Молчание Лайма было продолжением его отказа. Тогда Саттертвайт нанес укол:
— Если мы потеряем Фэрли из-за того, что вы отказались попытаться его спасти, на вас будет лежать гораздо большая вина.
В этом была безумная, сатанинская красота. Саттертвайт все это время насаживал приманку, причем прямо на глазах у Лайма.
— Если вы возьметесь за это, — выдохнул этот маленький человек, — вы по крайней мере не потеряете Фэрли из-за собственного бездействия.
Изящно загнанный в угол, Лайм сверлил его взглядом, в котором была только ненависть. Саттертвайт приблизился к нему; через очки было видно, как он слегка нахмурился. Он поднял руку — этот неопределенный жест означал призыв к перемирию.
— За что вы так меня ненавидите?
— Почему я должен вас ненавидеть?
— Я не хотел бы, чтобы вы испортили все дело, только чтобы насолить мне.
Лайм понимал, как это все обстояло. Маленький человек снова был прав. Это был настоящий дьявол.

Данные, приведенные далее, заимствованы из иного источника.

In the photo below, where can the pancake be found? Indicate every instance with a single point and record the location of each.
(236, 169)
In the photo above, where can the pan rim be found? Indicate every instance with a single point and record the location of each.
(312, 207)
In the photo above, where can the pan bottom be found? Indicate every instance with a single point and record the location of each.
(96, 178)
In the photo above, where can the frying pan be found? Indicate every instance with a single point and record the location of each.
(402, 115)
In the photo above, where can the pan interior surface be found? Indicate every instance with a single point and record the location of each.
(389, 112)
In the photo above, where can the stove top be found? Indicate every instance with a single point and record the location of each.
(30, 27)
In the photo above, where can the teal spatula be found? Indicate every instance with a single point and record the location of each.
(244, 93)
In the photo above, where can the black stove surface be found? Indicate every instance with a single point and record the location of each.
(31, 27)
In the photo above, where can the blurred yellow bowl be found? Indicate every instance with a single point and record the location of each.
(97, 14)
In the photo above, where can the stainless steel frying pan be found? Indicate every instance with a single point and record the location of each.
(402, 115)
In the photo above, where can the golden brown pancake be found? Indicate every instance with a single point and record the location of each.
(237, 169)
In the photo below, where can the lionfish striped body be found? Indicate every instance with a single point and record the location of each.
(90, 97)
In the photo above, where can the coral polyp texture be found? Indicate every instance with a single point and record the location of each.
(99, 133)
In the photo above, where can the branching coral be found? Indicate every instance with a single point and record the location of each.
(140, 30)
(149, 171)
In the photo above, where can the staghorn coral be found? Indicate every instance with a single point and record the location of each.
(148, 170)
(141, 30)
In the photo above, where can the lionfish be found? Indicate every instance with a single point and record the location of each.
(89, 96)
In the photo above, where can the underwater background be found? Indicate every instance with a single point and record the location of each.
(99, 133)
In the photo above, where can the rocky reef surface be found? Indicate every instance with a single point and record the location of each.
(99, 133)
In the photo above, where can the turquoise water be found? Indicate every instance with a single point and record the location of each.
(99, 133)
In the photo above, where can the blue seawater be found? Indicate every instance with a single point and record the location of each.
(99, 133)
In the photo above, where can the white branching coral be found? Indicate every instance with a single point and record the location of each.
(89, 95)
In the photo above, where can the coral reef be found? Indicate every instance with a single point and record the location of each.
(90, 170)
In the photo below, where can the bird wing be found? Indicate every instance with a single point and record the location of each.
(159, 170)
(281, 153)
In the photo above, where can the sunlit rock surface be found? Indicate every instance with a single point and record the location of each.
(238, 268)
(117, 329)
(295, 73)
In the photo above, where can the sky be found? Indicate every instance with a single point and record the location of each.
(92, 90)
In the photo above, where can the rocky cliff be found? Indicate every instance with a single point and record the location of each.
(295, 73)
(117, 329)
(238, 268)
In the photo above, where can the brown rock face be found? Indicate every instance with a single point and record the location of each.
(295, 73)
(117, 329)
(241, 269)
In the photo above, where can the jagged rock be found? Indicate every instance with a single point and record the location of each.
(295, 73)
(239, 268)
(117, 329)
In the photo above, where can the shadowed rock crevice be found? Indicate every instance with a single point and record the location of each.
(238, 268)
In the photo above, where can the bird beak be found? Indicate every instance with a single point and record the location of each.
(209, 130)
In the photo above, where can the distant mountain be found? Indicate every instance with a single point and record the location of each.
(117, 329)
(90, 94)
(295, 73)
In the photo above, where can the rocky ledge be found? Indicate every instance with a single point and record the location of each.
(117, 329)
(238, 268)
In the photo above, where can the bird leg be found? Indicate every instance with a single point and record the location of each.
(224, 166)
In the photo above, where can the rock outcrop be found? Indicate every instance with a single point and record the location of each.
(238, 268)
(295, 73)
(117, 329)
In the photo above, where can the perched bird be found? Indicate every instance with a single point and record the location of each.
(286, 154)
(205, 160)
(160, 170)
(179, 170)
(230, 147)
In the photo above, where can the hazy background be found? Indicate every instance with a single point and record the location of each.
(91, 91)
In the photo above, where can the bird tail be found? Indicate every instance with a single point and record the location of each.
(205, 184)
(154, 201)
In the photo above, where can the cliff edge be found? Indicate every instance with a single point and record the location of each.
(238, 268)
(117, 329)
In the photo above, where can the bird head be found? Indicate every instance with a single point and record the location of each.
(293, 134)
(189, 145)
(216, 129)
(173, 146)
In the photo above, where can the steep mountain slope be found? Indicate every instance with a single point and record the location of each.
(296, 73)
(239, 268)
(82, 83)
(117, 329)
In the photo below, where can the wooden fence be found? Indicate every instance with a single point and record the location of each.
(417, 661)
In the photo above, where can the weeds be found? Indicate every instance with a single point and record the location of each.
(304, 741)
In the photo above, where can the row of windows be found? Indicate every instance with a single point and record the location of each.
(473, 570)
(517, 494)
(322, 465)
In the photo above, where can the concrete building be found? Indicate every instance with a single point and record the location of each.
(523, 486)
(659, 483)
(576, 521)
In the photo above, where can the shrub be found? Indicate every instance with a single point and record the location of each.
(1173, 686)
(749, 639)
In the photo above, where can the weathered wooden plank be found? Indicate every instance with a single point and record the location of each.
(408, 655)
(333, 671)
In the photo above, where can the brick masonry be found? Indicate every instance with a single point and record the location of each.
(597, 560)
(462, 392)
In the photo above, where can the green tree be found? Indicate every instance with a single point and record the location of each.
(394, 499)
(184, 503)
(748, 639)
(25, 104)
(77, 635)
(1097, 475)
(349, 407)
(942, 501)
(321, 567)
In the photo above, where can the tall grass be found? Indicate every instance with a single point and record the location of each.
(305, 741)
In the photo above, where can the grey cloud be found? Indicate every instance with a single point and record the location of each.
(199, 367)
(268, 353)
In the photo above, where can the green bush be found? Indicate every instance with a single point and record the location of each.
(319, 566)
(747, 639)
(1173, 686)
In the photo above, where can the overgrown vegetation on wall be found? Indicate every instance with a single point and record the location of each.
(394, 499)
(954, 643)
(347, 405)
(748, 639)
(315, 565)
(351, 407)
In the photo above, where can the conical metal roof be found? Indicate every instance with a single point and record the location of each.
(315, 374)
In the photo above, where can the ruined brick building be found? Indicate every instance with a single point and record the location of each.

— Итак, вы отправитесь в Барселону, — сказал Саттертвайт голосом человека, вернувшегося к деловому разговору. — Вы отбываете с базы ВВС в Эндрюс в четверть шестого. Я приказал подготовить С-141.— Отдернув рукав и посмотрев на часы, он продолжал: — Чуть более четырех часов на то, чтобы уложить вещи и попрощаться. Вам лучше начать приготовления.
Лайм молча смотрел на него, напоминая игрока, перешедшего в глухую защиту. Саттертвайт продолжал:
— Я пока не буду сообщать об этом прессе. Вам понадобится свобода рук. Что вам нужно?
Длинный неровный вздох, за которым последовала капитуляция:
— Дайте мне Шеда Хилла из моего офиса — он еще совсем зеленый, но он делает то, что ему говорят.
— Ладно, что еще?
— Карт-бланш.
— Это само собой разумеется.
Лайм прошел вперед мимо Саттертвайта, но тот остановил его:
— Ваша версия.
— Я сказал вам — в ней слишком много «если».
— Но я был прав: она существует?
— Я уже сказал вам — да.
— Значит, в конце концов я не так уж плохо разбираюсь в людях. Вы согласны?
Слабая улыбка не нашла у Лайма подобного же ответа. Саттертвайт угрем проскользнул мимо него в дверь, затем вышел Лайм, обернувшись и с интересом посмотрев на эту комнату — место сурового испытания, но она имела достаточно обычный вид, чтобы поверить в это. Дверь захлопнулась. «Вход воспрещен».
Саттертвайт направился в сторону штаба. Когда он дошел до него, остановился и бросил через плечо:
— Удачной охоты — мне кажется, я должен сказать что-то в этом роде. — Мрачная сдержанная улыбка была словно приклеенная. — Достань сукиного сына живьем, Дэвид.
Сделав реплику «под занавес», Саттертвайт исчез в комнате штаба. Чувствуя презрение к этому человеку за его дешевую театральность, Лайм какое-то мгновение стоял, уставившись горящим взглядом в закрытую дверь, потом поплелся к выходу, наклонив голову и зажигая сигарету.